La nouvelle vie d’Odette – Chevauchée fantastique

La soirée était bien avancée quand nous arrivâmes au mas. La nuit avait déjà pris le dessus sur le jour. Monique s’était réjouie de pouvoir se garer aussi facilement. Toute à mes papotages entre consœurs, je n’avais pas remarqué la camionnette à côté de la voiture de Jimmy. Je n’y prêtai pas plus attention que ça, j’étais encore sur mon petit nuage et n’avais aucune envie d’en descendre.

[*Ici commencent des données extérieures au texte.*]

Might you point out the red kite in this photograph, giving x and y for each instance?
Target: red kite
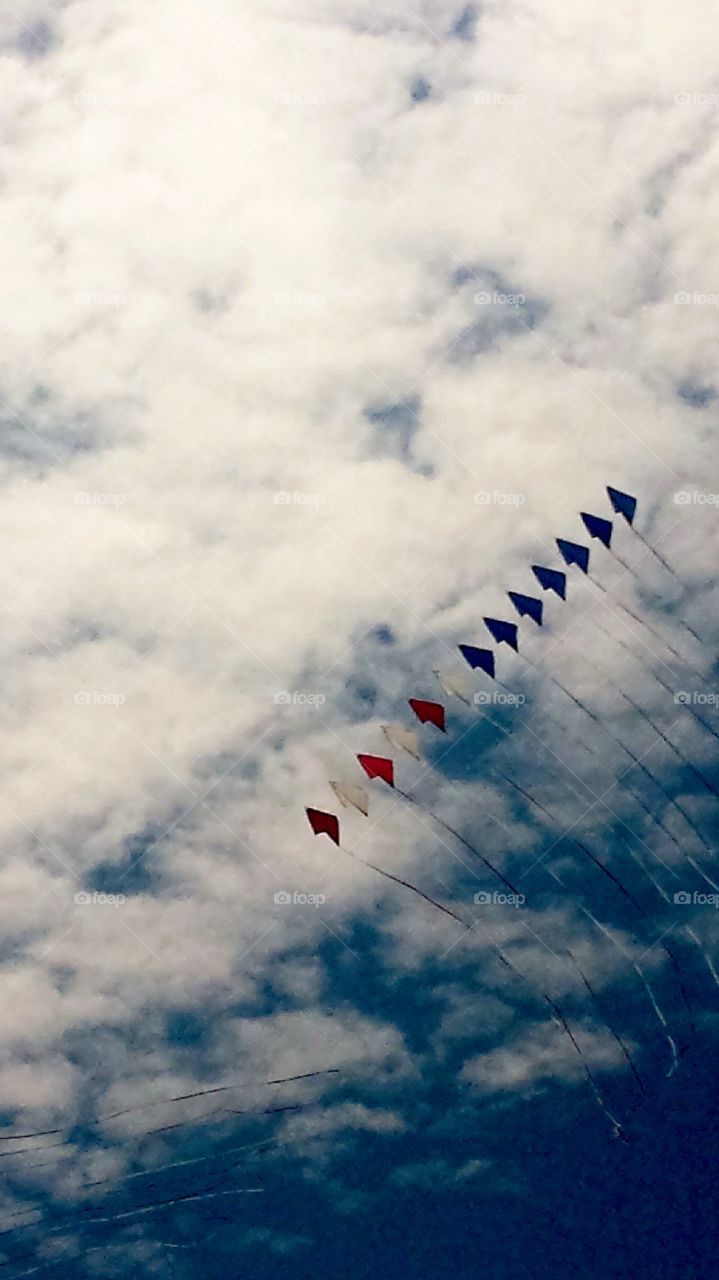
(324, 823)
(378, 767)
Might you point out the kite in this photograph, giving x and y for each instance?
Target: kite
(429, 713)
(598, 528)
(504, 632)
(352, 796)
(324, 823)
(573, 553)
(454, 684)
(622, 503)
(527, 606)
(479, 659)
(552, 580)
(378, 767)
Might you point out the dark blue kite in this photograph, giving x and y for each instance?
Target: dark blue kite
(527, 606)
(479, 659)
(504, 632)
(598, 528)
(552, 580)
(622, 503)
(572, 553)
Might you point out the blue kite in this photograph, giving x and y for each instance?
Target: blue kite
(623, 503)
(504, 632)
(552, 580)
(598, 528)
(573, 553)
(479, 659)
(527, 606)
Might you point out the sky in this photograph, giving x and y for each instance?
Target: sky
(320, 323)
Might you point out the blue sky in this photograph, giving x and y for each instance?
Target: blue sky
(321, 321)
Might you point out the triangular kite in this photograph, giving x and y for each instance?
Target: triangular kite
(504, 632)
(623, 503)
(352, 795)
(552, 580)
(573, 553)
(527, 606)
(479, 659)
(429, 713)
(598, 528)
(404, 739)
(378, 767)
(324, 823)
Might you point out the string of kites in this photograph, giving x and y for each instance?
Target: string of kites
(429, 712)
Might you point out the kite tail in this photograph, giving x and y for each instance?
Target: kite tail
(692, 768)
(397, 880)
(644, 624)
(671, 799)
(664, 895)
(644, 981)
(658, 556)
(555, 1011)
(706, 956)
(435, 817)
(610, 1028)
(662, 1019)
(598, 863)
(552, 720)
(560, 1022)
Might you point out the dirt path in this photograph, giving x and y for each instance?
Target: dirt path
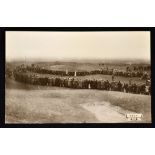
(106, 113)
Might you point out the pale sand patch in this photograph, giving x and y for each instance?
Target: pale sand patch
(106, 113)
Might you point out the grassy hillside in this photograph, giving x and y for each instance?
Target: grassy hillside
(51, 104)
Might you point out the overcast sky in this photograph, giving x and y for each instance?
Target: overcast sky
(77, 45)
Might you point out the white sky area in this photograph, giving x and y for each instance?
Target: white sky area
(59, 45)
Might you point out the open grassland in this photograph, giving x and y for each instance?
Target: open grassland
(61, 105)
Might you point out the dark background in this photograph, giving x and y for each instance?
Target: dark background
(71, 125)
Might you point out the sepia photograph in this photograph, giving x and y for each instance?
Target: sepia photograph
(77, 77)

Je fis une entrée spectaculaire dans la grande salle qui tient lieu de cuisine et de salle à manger, entre personnalité de marque et grande blessée. Monique criait à tue-tête Place ! Place ! Faites place ! Ses jambes ne la soutiennent plus ! C’était vrai, mais un peu plus de discrétion ne m’aurait pas froissée. Christian et Jimmy se précipitèrent à mon secours, tandis qu’Alain et Jim apportaient un des fauteuils de la salle des spectacles. Je me sentais un brin ridicule, sans en éprouver la moindre honte. Mireille m’offrit quelques mignardises, le front déjà rougi.

– Alors, ça fait quoi ? C’était comment de te faire culbuter par des inconnus ?

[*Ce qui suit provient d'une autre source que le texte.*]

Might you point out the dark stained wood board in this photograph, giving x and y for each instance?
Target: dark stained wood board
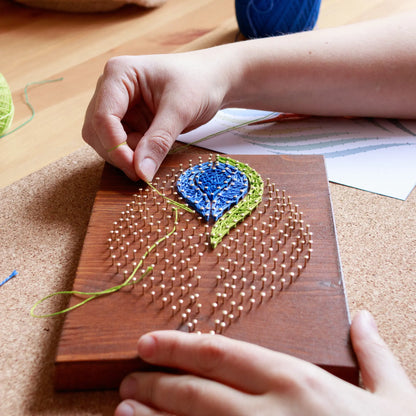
(308, 318)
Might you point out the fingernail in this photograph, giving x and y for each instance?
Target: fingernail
(148, 168)
(146, 346)
(124, 409)
(128, 387)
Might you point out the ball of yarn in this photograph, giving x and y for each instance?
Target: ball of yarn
(6, 106)
(262, 18)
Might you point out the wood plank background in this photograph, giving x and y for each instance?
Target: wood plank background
(49, 178)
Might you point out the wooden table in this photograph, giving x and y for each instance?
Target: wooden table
(37, 163)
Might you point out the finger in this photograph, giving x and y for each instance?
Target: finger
(133, 408)
(183, 394)
(157, 141)
(243, 366)
(103, 128)
(381, 372)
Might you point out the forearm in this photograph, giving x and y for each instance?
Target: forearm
(366, 69)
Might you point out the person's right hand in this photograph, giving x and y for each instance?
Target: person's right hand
(142, 103)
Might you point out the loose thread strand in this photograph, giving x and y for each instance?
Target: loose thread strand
(94, 295)
(47, 81)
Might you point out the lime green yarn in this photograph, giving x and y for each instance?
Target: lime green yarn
(6, 106)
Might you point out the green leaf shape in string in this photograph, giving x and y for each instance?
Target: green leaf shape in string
(247, 205)
(129, 281)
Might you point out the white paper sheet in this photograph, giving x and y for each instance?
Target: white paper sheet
(375, 155)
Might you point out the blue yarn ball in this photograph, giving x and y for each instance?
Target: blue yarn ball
(262, 18)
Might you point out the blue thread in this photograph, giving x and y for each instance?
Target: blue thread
(212, 188)
(14, 273)
(262, 18)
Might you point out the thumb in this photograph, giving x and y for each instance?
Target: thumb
(380, 370)
(157, 141)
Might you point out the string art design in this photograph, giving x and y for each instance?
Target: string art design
(246, 233)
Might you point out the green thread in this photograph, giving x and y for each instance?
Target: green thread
(210, 136)
(29, 104)
(237, 213)
(6, 106)
(94, 295)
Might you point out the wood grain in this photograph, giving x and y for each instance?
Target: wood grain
(38, 44)
(307, 319)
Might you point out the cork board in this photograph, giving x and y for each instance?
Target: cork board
(305, 315)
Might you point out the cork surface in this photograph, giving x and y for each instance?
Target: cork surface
(44, 218)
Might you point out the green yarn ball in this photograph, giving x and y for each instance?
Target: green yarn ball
(6, 106)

– C’était génial, mais j’en ai reconnus certains…

– Normau, t’as triché en envoyant ta petite fée nous espionner !

– Parce que tu crois que je peux décider de ça ?! C’est pas ma faute si tu la fais apparaître, monsieur le Wizard !

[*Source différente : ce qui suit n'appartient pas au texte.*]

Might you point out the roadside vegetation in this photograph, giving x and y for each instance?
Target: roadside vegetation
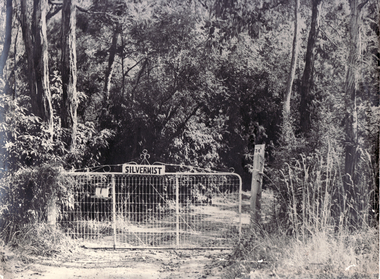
(89, 85)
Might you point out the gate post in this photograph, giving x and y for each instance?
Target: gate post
(257, 171)
(113, 210)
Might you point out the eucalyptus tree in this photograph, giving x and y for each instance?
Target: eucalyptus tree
(7, 36)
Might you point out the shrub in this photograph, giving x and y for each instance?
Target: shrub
(26, 194)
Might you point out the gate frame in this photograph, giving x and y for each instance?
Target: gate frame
(177, 175)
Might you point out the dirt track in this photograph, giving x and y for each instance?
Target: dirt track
(88, 263)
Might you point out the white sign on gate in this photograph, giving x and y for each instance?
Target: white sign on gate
(143, 169)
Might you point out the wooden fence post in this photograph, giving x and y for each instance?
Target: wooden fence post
(257, 172)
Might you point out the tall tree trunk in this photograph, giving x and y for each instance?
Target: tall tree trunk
(47, 98)
(36, 47)
(69, 69)
(287, 127)
(351, 87)
(29, 47)
(7, 38)
(307, 77)
(111, 60)
(293, 63)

– Et en plus, tu te moques, capoune ?! Tu mériterais que…

Il n’empêche que le Bavard était fier que je lui attribue ce mérite.

– Et puis, j’avais reconnu Alain avant !

L’éclat de rire fut général. Comme s’il en était dépité, Alain se demanda à haute voix s’il ne devrait pas se la raboter un peu. Le cri unanime de ses consœurs Surtout pas ! le fit se gonfler d’orgueil. Il tira sur des bretelles imaginaires en souriant. C’est alors que j’entendis des coups de marteau venir de la salle des spectacles.

– Linus ?!

Comme s’il n’attendait que mon appel pour nous rejoindre, il entra dans la pièce. Pendant un court instant, je me demandai combien de temps avait duré mon expérience qui avait débuté le 7 février. Jimmy levait les yeux au ciel, son éternel sourire indulgent aux lèvres.

– Linus est venu en avance pour les préparatifs de la Saint-Valentin

Je me levai afin que Jimmy prenne ma place sur le fauteuil et que je puisse m’asseoir sur ses genoux. Ses lèvres sur mon cou, ses mots chuchotés à mon oreille.

– Ne change pas, reste à la fois surprenante de sagesse et confondante de naïveté. Si tu savais la surprise qui est mienne de ressentir chaque jour la puissance de l’amour ! Je t’aime, ma Princesse, il me tarde d’être au 4 septembre !

– Rapport à la nuit de noces ?

– Capoune !

– J’ai envie de sentir ta main sur mon sein, tes dents déchirer ma peau.

– Là ? Tout de suite ?

– Là. Tout de suite.

– Serviteur !

Je sentis ma peau céder sous sa morsure. Je jouis sereinement en silence. Jimmy le remarqua, son sexe se dressa.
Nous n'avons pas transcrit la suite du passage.